Im pretty new to photography,and found my dads old Fujica AX-3 SLR.

Its a promaster spectrum 7 1A 55MM. Will it mount to my nikon D3000?


----------



## Flash Harry (Jul 10, 2010)

Probably not, without an adapter of some sort, Fuji digi cameras use nikon bodies so lens are no problem but older bodies have a different mount to nikons F mount.


----------



## Dwig (Jul 10, 2010)

Gabe5017 said:


> Im pretty new to photography,and found my dads old Fujica AX-3 SLR.
> 
> Its a promaster spectrum 7 1A 55MM. Will it mount to my nikon D3000?



The item that you've spec'ed, "Promaster Spectrum 7 1a 55mm", is a skylight filter attached to the lens on hte AX-3. Filters don't fit "cameras", they fit "lenses". 

The filter is the wrong size to fit the common Nikkor lenses such as the 18-55mm kit lens that is usually bundled with a D3000. That lens requires a 52mm filter and won't accept a 55mm filter. Forget the old filter anyway. It is a cheap housebrand filter.

The lens on the AX-3 will use Fujica's X-mount.
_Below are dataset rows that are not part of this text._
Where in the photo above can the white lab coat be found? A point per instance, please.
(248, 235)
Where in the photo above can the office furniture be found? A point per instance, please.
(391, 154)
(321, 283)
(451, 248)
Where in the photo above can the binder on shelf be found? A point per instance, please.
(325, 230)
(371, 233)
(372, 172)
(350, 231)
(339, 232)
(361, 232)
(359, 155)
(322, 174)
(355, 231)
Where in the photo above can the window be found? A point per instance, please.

These lenses can't be adapted to Nikon F mount with a simple adapter as any adapter would put the lens too far forward away from the sensor to allow proper focus at normal distances. Fujica's X-mount cameras were rather unsuccessful, they ran for only about 5 years and sales were modest. The odds of anyone marketing an adapter with an added relay lens to allow proper focus is all but nil. Even if such an adapter existed, there would be no connection to your camera's meter, focusing mechanism, and iris stop down mechanism. The lens would be difficult to use.


----------



## Formatted (Jul 10, 2010)

To translate the above. Answer No.


----------



## Gabe5017 (Jul 10, 2010)

thanks for the input. I'll prob end up not selling the fuji, considering that I think film photography is fun as hell.
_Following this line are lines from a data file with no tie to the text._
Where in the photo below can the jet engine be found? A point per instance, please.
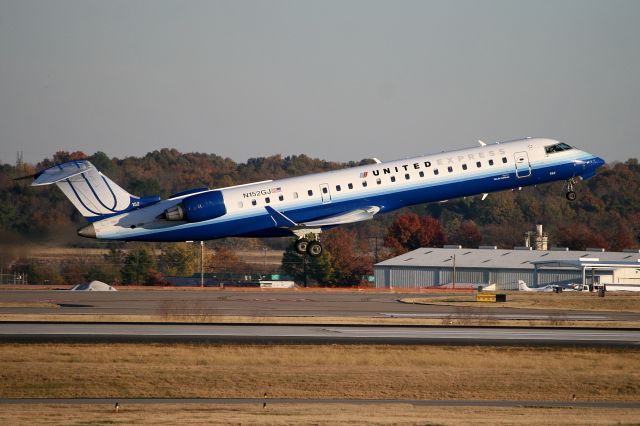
(197, 208)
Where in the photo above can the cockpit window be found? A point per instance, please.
(557, 148)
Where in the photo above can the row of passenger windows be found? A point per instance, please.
(407, 176)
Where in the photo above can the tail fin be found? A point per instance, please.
(93, 194)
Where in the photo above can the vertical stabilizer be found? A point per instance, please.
(92, 193)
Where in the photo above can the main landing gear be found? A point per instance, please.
(571, 195)
(312, 248)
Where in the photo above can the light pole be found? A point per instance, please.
(202, 264)
(201, 261)
(264, 267)
(453, 276)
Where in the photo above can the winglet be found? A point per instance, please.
(280, 220)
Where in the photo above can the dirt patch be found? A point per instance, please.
(318, 371)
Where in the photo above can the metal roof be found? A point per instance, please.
(500, 258)
(587, 263)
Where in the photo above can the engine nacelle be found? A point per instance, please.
(197, 208)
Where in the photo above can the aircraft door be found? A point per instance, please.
(325, 193)
(523, 167)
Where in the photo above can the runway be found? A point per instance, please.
(314, 334)
(259, 401)
(256, 303)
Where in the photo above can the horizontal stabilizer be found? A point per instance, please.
(61, 172)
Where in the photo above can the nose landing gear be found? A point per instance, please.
(311, 247)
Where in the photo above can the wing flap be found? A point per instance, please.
(352, 216)
(61, 172)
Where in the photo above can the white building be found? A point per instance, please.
(429, 267)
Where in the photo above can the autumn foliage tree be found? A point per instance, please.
(350, 257)
(410, 231)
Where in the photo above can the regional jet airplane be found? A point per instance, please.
(304, 206)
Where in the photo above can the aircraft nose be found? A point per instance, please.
(88, 231)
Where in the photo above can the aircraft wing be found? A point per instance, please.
(357, 215)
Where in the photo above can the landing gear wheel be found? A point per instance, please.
(314, 249)
(301, 245)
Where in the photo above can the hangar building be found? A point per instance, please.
(429, 267)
but thanks for telling me. Kinda a bummer


----------



## emceeaye (Jan 29, 2011)

*Hi Dwig, 

I saw your post in response to a thread started by someone about 6  months ago wanting to know if a Fuji lens will mount a Nikon D3000.  You  stated that it won't mount and that there is unlikely to be an adapter  to allow it to mount.  I ask because I also inherited a lens with a fuji  mount--the Tamron AF Asph Wide Angle lens 20-40mm f/2.7-3.5--and I'd  like to mount it to my Nikon D40x. Would this lens mount to the D40x,  and if not, is there hope of finding an adapter for it?  

Thank you in advance.
*


----------